Si el minuto y medio que se tarda en leer esta columna se tomara para pensarlo un momentillo, se vería claro, incluso más ahora, en este tiempo de propósitos y objetivos. Hacemos las cosas bien y, también, mal. Todos. Es evidente que hay categorías, unos más que otros, pero no se salva nadie. Todos acertamos y todos, con frecuencia, erramos.

Desde que somos pequeños y comenzamos a hablar, el lenguaje nos proporciona coartadas interesantes que empiezan a mostrar la diferencia de percepción entre nuestras cosas buenas y las no tanto. La zancadilla furtiva, la patada corta, el empujón con el hombro, por poner ejemplos de juegos en el patio o en la calle de entonces, los hicimos "sin querer", pero solo si nos pillaban. Si no lo veía nadie, ni siquiera merecía excusa. En cambio, si nos las hacían a nosotros, impidiendo el desarrollo de nuestra exitosa habilidad, de la que poder charlar en cualquier momento con quien fuera, eso era "adrede".

Ya más mayorcetes, nunca suspendíamos un examen: " Me han suspendido", pero, amigo, cada vez que el cuento fuera al contrario, con una rapidez de vértigo, "he aprobado". Ni que decir tiene que si la cosa apuntaba más alto jamás de los jamases nos "ponían" un sobresaliente: por supuesto, lo sacábamos nosotros.

Ahora, de responsables y maduros adultos, el tema no tiene esa dimensión tan básica, pero, en el fondo, seguimos más o menos igual.

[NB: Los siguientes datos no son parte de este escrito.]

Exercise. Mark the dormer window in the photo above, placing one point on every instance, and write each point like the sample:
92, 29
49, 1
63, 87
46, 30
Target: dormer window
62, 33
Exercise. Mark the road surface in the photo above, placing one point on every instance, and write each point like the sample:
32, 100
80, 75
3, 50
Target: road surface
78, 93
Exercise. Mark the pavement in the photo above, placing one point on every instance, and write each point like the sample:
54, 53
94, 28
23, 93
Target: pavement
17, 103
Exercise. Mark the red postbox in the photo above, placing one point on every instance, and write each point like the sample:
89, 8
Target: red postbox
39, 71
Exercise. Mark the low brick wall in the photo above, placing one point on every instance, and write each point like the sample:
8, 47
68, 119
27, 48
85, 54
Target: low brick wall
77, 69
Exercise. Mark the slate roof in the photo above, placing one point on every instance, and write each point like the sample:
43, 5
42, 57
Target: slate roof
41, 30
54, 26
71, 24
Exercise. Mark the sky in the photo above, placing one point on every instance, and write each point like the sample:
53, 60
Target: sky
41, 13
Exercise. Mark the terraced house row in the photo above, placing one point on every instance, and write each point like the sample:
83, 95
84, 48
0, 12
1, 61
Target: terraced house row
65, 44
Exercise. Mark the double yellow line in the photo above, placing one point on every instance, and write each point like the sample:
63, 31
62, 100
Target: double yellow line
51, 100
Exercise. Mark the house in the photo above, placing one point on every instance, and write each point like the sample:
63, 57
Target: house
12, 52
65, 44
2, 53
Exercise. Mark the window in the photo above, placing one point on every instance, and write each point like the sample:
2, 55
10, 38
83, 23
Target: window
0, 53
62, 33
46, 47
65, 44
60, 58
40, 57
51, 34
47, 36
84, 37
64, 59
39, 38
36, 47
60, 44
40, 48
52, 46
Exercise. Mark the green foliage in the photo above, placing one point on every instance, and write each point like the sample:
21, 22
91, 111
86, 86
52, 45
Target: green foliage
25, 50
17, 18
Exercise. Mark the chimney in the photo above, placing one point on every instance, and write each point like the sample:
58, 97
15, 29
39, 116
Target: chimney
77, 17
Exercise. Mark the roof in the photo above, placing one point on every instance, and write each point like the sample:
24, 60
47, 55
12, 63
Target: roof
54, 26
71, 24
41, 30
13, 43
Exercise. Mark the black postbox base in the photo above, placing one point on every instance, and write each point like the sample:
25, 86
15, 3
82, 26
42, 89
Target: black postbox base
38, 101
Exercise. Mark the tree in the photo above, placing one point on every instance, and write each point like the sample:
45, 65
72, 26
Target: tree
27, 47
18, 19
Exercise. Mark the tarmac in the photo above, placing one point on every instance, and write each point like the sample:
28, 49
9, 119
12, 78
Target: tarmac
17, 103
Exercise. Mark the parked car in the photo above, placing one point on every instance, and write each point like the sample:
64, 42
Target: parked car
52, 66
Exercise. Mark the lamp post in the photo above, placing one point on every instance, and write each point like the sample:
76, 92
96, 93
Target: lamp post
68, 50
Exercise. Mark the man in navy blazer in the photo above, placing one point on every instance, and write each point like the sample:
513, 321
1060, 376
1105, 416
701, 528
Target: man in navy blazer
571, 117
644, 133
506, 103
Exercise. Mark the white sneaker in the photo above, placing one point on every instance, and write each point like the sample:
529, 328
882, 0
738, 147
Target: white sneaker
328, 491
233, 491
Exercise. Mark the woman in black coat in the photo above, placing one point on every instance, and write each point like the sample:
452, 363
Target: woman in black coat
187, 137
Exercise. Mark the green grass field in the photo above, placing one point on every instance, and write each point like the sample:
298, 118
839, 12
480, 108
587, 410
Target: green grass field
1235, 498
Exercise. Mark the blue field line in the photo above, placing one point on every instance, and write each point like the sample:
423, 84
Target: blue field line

Nos levantamos, tomamos el café de la mañana y al tajo, cada cual al suyo, para pasarlo lo mejor posible, no en cuestión de divertimento, sino literalmente de paso del tiempo: mejor cuanto antes, mejor cuanto menos dure, cuanto menos pesado se haga. Y con la pareja, y con los niños, y con los amigos, y con la madre que parió al cordero, tres cuartas partes de lo mismo. Lo que está bien lo amplificamos y lo que no, enterrado bajo un buen quintal de silencio. Es la nueva forma de la disculpa infantil, del "lo hice sin querer", del "me han suspendido".

Mi padre intentó enseñarme mucho. Decía de los malos un par de frases. Una, que la cantidad de los malos no hace a los menos malos buenos. Interesante. Y, otra, que, por fortuna, los malos normalmente eran tontos, porque si fueran listos, iríamos "aviaos". Con todo lo que ha pasado este mes de agosto, me ha venido a la cabeza, ahora de regreso, la importancia de ubicarse entre los buenos y, sobre todo, orientar nuestra conducta hacia ese punto: serlo. Eso implica necesariamente dejarse de milongas y justificaciones, que de eso tenemos un montón en términos personales y colectivos y así nos luce el pelo como individuos y como sociedad. Se trata entonces de actuar a propósito. Es preferible que desde lo bueno. Eso permite reivindicar el acierto como propio, corregir el error desde el reconocimiento y protegerse de los malos con toda razón. Todo adrede. Sin excusas ni complejos.